Herói, na definição enciclopédica, é uma figura arquetípica que reúne em si atributos necessários para superar de forma excepcional um determinado problema de dimensão épica. Na tradição latina, o termo herói designa, na sua origem, o protagonista de uma obra narrativa ou dramática. Já os gregos situavam-no num plano semidivino, entre o homem e Deus, sendo no geral o herói filho de um deus e de uma mortal. O herói, dependendo das épocas, dos géneros literário e das correntes, é, no geral, um sujeito ambíguo e ambivalente mesclando a sua condição humana complexa e terrena com uma transcendência quase divina na medida em que o homem comum não consegue mas aspira atingir as suas façanhas. Normalmente, é guiado por ideais magnânimos como o sacrifício, a coragem, a liberdade, a fraternidade, a justiça, a moral e a paz. As suas motivações são sempre verdadeiras, justas e, sob o ponto de vista ético, louváveis.
Mas deixemos os heróis abstractos e vamos aos heróis concretos. Hoje, quando se completa mais um aniversário do dia dos Heróis Moçambicanos – este ano dedicado, justamente, diga-se, à figura de Eduardo Mondlane, o pai inspirador da Nação – não me vou debruçar sobre aqueles que têm o seu nome inscrito na cripta, na placa de uma rua, de uma praça ou de um jardim, mas sim sobre aqueles heróis recatados, que agiram sem pedir nada em troca, que não esperam medalhas nem condecorações, que protagonizaram actos heróicos mas que não têm vocação para consagrações, para se porem em bicos de pé à espera das palmas. Havendo o Soldado Desconhecido com túmulos, nome de ruas e outras coisas quejandas é uma injustiça não existir a mesma bitola para o herói desconhecido, anónimo. Não faríamos mais do que a nossa obrigação. A acontecer, tratar-se-ia de um acto da mais elementar justiça.
Há dias, fazendo um zapping, estacionei na RTP a ouvir uma notícia macabra: um homem, ao volante de um camião-grua que tinha furtado momentos antes, iniciou uma condução louca matando uma mulher e ferindo mais oito pessoas. O camião só foi parado por um sujeito que, de forma heróica, saltou para a cabine do pesado em andamento e tomou conta do volante, guinando-o contra um muro, evitando, assim, que o mesmo entrasse numa esplanada cheia de gente onde seguramente faria muito mais vítimas. O sujeito, de nome Hélder Martins, maqueiro de profissão e que acabou por fracturar uma perna no incidente, recusou o epíteto de herói afirmando: “Fiz o que achei que tinha de fazer.”

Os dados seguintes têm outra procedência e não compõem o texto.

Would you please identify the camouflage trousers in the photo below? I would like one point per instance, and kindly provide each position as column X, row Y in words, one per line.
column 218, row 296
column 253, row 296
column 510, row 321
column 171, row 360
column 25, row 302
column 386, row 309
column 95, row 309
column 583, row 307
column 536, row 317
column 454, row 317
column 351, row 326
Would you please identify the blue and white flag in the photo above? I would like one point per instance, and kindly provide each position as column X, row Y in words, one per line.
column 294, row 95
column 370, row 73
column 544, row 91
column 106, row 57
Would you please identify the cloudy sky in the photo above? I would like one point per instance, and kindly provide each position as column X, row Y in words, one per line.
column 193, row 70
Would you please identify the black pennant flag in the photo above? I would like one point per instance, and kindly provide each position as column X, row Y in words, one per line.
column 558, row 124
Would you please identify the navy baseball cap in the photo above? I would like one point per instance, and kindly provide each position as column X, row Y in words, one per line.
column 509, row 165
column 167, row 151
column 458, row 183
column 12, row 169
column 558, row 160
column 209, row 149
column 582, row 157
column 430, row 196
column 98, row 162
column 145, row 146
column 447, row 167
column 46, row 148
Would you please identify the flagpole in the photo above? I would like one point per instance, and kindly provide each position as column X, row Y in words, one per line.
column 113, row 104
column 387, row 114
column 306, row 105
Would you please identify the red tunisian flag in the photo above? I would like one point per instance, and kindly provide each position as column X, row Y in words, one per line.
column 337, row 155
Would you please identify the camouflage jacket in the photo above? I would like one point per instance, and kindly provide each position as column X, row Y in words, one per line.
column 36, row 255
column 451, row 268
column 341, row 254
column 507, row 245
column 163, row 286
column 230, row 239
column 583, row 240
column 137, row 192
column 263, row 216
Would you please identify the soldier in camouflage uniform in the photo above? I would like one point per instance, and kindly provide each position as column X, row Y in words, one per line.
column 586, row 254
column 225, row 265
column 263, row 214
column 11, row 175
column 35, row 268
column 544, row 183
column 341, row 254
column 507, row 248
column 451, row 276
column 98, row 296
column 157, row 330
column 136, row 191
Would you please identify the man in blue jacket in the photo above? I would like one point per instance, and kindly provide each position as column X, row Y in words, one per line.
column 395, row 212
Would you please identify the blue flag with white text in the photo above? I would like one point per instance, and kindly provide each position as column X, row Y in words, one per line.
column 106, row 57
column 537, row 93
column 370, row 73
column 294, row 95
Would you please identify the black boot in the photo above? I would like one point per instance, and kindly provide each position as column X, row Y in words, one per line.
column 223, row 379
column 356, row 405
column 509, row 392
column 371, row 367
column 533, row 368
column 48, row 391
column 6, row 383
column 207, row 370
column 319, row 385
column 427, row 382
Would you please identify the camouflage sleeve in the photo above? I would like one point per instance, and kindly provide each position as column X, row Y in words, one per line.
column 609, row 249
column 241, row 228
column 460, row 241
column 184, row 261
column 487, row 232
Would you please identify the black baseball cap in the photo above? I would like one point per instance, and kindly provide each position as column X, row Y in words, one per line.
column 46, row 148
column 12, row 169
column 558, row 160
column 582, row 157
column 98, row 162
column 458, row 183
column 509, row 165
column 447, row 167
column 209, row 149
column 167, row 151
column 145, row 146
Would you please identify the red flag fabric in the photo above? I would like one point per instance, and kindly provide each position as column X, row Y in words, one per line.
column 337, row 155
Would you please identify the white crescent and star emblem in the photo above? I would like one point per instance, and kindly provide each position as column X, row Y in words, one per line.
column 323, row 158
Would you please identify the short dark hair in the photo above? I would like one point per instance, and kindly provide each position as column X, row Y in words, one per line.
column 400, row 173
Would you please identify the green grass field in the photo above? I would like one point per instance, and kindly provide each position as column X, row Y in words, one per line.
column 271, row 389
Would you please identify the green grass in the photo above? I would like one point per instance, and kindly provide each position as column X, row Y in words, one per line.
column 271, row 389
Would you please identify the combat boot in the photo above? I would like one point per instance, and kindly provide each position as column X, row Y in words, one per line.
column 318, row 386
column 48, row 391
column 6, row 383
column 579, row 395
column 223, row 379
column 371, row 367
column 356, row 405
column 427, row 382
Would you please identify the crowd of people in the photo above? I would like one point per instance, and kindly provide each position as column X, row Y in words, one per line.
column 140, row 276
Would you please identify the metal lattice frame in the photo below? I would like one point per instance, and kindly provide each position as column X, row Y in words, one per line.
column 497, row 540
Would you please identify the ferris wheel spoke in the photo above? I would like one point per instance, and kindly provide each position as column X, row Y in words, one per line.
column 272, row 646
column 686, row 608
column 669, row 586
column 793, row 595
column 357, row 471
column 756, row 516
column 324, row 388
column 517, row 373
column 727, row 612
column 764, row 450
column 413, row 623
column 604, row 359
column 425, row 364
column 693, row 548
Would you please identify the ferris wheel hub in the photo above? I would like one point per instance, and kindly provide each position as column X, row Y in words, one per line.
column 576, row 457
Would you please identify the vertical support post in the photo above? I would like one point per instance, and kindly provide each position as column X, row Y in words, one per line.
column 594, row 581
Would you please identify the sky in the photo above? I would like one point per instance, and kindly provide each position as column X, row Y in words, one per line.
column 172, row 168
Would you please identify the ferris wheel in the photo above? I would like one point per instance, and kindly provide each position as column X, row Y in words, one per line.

Jerry Williams tinha 24 anos quando, em 2001, padeceu no incêndio das Torres Gémeas, na sequência do maior atentado terrorista de história. Bombeiro de profissão, actividade com que sempre sonhou, Jerry galgou naquele dia os degraus da Torre Norte com uma coragem monstruosa. Enquanto ajudava as pessoas a descer para a vida, Jerry subia para a morte que ele sabia ser certa. Naquele dia o inferno estava lá em cima, mais perto do céu do que da terra. Jerry abraçou-o com a convicção das pessoas que estão a cumprir o seu dever. Muitos dos seus colegas, que também lá ficaram engolidos pelo fogo, à medida que subiam as escadas iam sendo desencorajados por quem tomava o caminho em sentido contrário. Porém, respondiam: “No matter. This is our job”, e continuavam a caminhar para o abismo. Por isso morreram mais de três centenas, por isso a América rendeu-lhes uma sentida e sincera homenagem – lembro-me de que nas comemorações do 1º aniversário do 11/09 era para eles a maior faixa: “We will never forget.”
Por cá, provavelmente o nome de Felisberto Mariano diz muito pouco ou mesmo nada à maioria das pessoas. A mim diz-me muito. Naquele 22 de Março de 2007 viveu-se um pânico geral. O paiol militar, situado em Mahlazine, consumiu-se em explosões e mais explosões, destruindo tudo à volta num raio de mais de uma dezena de quilómetros. A menos de 500 metros em linha recta, o Hospital Psiquiátrico do Infulene foi um alvo privilegiado da fúria dos morteiros, das granadas e das bombas descontroladas que cruzaram os céus. E, efectivamente, assim foi. Todavia, dez minutos antes da destruição, Felisberto resolveu não se conformar com o destino quase certo de 34 doentes, cinco dos quais acamados. No meio daquele “salve-se quem puder” e numa corrida contra o tempo, evacuou-os um a um, resgatando-os da morte. Volvidos dez minutos, um obus caiu exactamente naquela ala, destruindo tudo.
Avesso a homenagens, Felisberto foi parco em palavras quando lhe perguntaram pela razão do seu acto: “Salvar vidas humanas faz parte do nosso juramento.”